Several application domains require processing of tera/peta-bytes of data. Developing data-intensive applications with such massive datasets poses several challenges, with respect to data management, processing, and resource allocation. Furthermore, algorithms and their pertinent parameters that yield robust and near-optimal results are often determined through an iterative process for which interactive response times are essential. Thus, there is a need for being able to rapidly create scalable and parallel implementations of a variety of data analysis algorithms.

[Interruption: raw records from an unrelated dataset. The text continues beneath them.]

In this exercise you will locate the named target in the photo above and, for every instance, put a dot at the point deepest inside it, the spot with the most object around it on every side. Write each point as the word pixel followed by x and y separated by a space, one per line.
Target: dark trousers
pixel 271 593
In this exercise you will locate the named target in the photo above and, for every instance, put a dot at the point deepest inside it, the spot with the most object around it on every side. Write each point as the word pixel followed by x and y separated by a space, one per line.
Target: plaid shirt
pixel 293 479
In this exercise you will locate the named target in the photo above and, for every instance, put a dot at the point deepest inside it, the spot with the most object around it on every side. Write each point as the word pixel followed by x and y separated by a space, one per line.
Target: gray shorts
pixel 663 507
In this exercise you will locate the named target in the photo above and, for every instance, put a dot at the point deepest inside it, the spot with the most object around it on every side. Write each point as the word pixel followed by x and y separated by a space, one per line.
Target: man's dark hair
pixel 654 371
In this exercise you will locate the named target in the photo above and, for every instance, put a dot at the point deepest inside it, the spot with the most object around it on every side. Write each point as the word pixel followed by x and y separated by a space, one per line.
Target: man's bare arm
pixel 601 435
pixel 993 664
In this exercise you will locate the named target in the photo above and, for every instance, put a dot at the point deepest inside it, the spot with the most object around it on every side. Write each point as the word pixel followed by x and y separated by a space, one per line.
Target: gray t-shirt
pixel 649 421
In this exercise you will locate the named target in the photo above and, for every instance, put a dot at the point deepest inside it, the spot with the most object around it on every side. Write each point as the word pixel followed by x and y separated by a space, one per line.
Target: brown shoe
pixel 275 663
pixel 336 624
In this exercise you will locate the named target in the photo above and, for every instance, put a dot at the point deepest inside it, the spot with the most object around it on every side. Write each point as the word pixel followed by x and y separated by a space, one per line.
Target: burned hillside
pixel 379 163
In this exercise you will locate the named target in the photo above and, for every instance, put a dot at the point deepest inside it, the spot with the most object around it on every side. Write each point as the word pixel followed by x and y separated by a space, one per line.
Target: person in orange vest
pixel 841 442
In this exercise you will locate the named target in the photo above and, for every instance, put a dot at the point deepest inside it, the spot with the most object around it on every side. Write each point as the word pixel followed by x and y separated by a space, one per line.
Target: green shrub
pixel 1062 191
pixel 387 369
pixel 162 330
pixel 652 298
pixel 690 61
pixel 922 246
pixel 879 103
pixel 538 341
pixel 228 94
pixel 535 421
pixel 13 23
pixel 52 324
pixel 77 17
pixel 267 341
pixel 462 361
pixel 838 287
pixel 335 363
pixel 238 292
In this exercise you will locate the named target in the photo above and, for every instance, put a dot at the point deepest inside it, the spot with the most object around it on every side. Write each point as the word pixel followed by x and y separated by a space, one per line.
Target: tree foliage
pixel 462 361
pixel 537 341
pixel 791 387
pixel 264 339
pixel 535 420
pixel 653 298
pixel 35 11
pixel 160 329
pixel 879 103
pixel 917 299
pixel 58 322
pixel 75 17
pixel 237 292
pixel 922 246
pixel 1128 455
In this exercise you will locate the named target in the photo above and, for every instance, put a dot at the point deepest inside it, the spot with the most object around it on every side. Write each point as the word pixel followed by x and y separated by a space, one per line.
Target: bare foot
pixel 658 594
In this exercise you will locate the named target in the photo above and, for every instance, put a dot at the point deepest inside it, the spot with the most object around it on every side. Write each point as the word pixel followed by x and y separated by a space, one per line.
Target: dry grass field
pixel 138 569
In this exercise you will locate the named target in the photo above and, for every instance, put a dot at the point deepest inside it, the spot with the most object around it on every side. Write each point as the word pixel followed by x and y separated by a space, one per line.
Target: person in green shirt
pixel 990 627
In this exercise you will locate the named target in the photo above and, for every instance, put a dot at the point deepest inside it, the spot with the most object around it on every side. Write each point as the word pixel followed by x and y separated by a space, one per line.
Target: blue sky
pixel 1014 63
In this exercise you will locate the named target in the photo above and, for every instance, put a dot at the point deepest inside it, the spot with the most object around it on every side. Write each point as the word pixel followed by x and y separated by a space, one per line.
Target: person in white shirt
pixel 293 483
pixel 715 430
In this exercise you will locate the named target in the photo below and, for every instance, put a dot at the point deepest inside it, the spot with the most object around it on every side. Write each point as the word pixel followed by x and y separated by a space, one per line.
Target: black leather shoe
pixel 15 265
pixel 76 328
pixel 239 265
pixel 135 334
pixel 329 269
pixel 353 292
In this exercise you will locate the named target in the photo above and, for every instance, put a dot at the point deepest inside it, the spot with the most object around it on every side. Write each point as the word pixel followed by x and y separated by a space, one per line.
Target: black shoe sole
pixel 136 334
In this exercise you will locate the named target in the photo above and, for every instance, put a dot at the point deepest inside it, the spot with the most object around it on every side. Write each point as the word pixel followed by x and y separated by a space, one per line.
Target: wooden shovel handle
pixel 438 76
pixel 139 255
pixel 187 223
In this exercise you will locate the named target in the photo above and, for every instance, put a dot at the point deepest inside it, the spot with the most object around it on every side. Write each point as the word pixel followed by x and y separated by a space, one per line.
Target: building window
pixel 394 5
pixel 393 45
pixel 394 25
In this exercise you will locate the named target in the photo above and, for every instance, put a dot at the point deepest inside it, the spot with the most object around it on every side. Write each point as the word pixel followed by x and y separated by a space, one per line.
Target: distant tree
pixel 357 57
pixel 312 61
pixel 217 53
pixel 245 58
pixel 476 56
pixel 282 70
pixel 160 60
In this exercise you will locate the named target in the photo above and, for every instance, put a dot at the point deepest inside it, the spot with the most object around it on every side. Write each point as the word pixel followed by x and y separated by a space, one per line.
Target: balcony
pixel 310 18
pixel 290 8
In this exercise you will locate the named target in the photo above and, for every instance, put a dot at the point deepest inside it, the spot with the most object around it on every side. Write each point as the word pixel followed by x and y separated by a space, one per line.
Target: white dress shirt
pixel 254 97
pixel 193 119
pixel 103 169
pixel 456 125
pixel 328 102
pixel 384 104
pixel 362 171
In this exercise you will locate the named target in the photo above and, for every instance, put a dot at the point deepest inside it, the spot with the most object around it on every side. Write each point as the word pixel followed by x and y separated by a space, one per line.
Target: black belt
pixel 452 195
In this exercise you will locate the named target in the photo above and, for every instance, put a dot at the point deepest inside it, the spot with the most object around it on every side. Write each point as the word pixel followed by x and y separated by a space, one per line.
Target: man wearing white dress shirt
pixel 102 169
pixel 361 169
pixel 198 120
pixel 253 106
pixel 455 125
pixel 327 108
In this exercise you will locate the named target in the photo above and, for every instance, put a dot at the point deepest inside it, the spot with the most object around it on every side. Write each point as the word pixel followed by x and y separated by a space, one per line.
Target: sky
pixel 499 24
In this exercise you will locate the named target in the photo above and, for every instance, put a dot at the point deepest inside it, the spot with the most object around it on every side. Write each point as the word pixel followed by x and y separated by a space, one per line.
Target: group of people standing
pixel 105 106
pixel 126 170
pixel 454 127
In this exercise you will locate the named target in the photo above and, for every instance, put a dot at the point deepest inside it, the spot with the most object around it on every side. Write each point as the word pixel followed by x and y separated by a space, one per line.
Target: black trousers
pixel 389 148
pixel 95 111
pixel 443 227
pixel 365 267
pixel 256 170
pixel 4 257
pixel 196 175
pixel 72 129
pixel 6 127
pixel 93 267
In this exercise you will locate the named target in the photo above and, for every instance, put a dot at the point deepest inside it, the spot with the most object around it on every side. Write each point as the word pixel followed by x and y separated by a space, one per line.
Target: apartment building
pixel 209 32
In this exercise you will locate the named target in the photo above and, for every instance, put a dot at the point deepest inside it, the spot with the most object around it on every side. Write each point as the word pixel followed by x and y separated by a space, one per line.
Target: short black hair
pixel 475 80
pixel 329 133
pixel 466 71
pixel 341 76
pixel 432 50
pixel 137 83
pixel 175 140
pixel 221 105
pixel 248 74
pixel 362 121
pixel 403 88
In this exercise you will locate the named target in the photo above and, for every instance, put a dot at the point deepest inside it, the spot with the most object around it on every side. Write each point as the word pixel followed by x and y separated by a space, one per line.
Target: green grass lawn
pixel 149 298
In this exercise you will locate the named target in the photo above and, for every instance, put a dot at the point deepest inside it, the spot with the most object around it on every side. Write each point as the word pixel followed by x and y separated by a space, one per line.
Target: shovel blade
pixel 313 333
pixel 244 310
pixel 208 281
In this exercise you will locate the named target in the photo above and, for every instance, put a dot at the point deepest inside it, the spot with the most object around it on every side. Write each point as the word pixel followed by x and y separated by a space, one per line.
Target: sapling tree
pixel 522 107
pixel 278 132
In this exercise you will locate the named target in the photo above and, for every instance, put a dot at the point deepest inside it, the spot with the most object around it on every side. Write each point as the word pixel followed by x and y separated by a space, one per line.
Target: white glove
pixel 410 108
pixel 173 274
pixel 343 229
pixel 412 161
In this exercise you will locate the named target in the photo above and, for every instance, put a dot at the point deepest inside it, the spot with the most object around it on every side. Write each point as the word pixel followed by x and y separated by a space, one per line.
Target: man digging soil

An emerging and critical area requiring large-scale data analysis is medical imaging. Complex algorithms and novel tools are required to be able to analyze such data. In the project, we consider data obtained from fMRI (functional MRI). Driven by this domain, this project focuses on how algorithm design, API design, and runtime system development can be combined to provide effective data-intensive solutions for spatio-temporal data analysis. Particularly, we target the following four questions: 1) How can we exploit the map-reduce paradigm to accelerate advances in neuroimaging and related medical fields? . 2) What are some of the challenges in using map-reduce paradigm for neuroimage analysis? 3) What alternative interface to the current map-reduce API can provide still provide ease of expression of data analysis algorithms, while enabling better performance? 4) Can we use the map-reduce and similar paradigms starting from high-level languages, such as Matlab?
This project will also make substantial contributions towards teaching, human resource development, and increasing diversity. Most of the requested funds will be used for supporting Ph.D students on this project. PI Agrawal expects to involve at least one of his three current female Ph.D students in this project. PI Machiraju also engages with several undergraduate students at the medical campus of OSU.